Former General Motors product czar Bob Lutz has never been shy about sharing his opinions on the industry he's worked in for decades.
So it's not surprising that he has a few thoughts on one of the biggest news stories of the past month.
That would be, of course, the ongoing Volkswagen diesel emissions scandal.
Volkswagen's situation can be blamed almost entirely on the actions of former chief Ferdinand Piëch, Lutz argues in a recent Road & Track column.
Lutz claims Piëch--who wielded immense power as head of the Volkswagen Group before being deposed in a boardroom coup earlier this year--established a "diesel dictatorship" that put far too much emphasis on diesels.

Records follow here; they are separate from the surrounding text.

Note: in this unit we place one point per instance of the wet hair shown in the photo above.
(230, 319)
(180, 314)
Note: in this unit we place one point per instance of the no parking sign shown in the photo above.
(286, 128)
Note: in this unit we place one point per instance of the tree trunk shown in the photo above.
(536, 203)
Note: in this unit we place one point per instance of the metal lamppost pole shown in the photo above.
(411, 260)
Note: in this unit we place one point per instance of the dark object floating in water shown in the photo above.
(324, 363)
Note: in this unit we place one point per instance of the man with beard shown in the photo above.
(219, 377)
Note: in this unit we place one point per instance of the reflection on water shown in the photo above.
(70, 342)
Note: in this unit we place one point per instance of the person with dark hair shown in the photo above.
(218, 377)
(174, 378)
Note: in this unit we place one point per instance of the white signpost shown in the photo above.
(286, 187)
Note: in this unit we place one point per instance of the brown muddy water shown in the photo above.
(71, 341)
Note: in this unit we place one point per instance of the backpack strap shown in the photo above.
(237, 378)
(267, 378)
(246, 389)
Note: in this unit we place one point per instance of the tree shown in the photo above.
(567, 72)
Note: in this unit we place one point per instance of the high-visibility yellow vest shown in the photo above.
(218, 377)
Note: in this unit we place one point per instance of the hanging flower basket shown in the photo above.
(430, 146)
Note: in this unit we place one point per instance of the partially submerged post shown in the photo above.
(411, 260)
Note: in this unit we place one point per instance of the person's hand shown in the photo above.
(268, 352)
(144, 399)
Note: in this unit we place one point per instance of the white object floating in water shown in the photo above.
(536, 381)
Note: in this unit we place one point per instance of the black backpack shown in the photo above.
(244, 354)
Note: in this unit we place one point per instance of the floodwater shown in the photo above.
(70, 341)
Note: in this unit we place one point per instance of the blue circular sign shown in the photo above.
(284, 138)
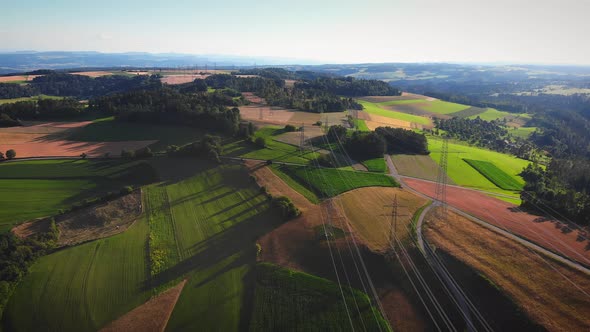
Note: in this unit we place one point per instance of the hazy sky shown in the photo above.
(518, 31)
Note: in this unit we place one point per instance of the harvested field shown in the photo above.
(150, 316)
(297, 245)
(93, 73)
(274, 115)
(8, 79)
(535, 283)
(251, 97)
(417, 166)
(551, 234)
(181, 79)
(366, 210)
(89, 223)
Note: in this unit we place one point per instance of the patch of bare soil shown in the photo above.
(552, 294)
(151, 316)
(89, 223)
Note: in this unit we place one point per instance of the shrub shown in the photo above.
(287, 209)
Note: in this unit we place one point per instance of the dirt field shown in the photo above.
(273, 115)
(551, 234)
(366, 210)
(89, 223)
(6, 79)
(180, 79)
(417, 166)
(37, 140)
(382, 121)
(298, 245)
(537, 288)
(151, 316)
(404, 96)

piechs head, 2000 Paris Auto Show
Whether Piëch was actually involved in the creation of software that allowed diesel cars to cheat emissions tests is "immaterial," Lutz says.

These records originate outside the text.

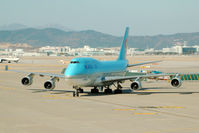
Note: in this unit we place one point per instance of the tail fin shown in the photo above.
(123, 50)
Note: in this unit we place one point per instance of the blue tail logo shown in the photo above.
(123, 50)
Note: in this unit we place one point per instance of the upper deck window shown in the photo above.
(73, 62)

Piëch's leadership of Volkswagen was a "reign of terror," Lutz suggests, during which everyone beneath him was driven to perform through intimidation.

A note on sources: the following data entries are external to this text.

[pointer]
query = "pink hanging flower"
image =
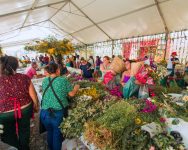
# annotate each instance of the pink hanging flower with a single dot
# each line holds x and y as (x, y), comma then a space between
(162, 119)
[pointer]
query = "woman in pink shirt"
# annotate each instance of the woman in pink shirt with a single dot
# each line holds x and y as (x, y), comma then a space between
(31, 71)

So when Piëch decided to emphasize diesels in the U.S. to comply with corporate average fuel economy rules, the argument goes, his goals had to be met at all costs.
Whoever is ultimately found responsible for Volkswagen's deception, whether the claimed small group of engineers or a much wider circle including executives, the scandal is likely to reverberate for years.
And Lutz believes the company will feel its consequences for a very long time.
Echoing comments from other analysts, he said modifying cars and dealing with angry customers will be a long and complicated process.
He called the scandal "the disaster that keeps on giving."
And even after all of that is addressed, there's still the matter of Volkswagen's public image.
2015 Volkswagen Golf TDI SE
"The whole Clean Diesel campaign, as the foundation of the VW brand, cannot be resurrected," Lutz writes. "It's history."
Several analysts have argued that fallout from the VW scandal will lead to the demise of diesel cars, or possibly a surge of interest in electric cars.
But while Lutz is essentially declaring diesel dead for passenger cars in the U.S., he recently expressed some equally dour opinions of Tesla.
Looking at its finances, Lutz says the company will be "doomed" unless it dramatically lowers production costs, adopts a traditional franchised-dealership sales model, and perhaps even sells a plug-in hybrid very much like the Chevy Volt.
Taking these recent comments together, electric-car advocates may prefer to take a "Win some, lose some" view on Lutz's collected opinions.